1 - A Comprehensive Study of Motor Imagery EEG-Based Classification Using Computational Analysis

Nesbitt 3110

Brain computer interfaces (BCI) are systems that integrate a user’s neural features with robotic machines to perform tasks. BCI systems are very unstable still due to Electroencephalography (EEG) having interference from unanticipated noise. Using Independent Component Analysis (ICA), a novel variable threshold model for noise feature extraction. The de-noised EEG data is classified with a high accuracy of more than 94% when using artificial neural networks. The effectiveness of the proposed variable threshold model is validated by the significant reduction in the variance of user classification accuracy across multiple sessions.
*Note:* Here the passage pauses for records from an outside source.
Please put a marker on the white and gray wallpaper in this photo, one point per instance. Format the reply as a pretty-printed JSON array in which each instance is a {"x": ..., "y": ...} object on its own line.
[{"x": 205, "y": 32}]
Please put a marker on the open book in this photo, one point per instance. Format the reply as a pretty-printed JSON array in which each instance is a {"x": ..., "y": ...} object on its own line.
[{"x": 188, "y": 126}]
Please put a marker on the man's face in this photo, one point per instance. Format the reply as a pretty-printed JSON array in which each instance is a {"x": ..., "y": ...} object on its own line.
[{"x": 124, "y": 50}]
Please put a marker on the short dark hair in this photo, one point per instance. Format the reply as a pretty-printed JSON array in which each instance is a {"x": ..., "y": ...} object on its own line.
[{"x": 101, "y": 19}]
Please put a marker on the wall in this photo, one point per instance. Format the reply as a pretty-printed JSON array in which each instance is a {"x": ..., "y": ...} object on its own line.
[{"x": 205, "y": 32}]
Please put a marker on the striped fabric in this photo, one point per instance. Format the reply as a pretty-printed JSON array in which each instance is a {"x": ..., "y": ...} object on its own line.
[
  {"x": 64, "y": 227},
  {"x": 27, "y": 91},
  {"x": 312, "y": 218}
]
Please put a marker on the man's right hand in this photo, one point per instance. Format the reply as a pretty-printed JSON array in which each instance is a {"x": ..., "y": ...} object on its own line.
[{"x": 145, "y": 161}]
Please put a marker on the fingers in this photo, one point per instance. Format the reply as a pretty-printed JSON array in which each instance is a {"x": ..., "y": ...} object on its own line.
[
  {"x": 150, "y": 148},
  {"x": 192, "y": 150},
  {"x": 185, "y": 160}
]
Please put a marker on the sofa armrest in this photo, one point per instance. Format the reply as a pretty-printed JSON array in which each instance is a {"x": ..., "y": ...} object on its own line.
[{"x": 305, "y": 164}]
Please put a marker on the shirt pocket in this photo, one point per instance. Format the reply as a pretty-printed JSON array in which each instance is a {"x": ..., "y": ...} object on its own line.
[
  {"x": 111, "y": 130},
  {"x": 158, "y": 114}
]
Nonetheless, based on the variance and classification, subjects are further categorized into two groups. The lower classification accuracy group is found to have an increased variance in its classification accuracies. To confirm these results, a Kaiser Windowing technique is used to compute the signal-to-noise ratio (SNR) for all subjects and a low SNR is obtained for all EEG signals pertaining to the group with the low classification accuracy. This study not only establishes a direct relationship between classification accuracy, classification accuracy variance, and SNR, but also presents classification results that are significantly higher than the accuracies reported by prior studies using the same EEG dataset.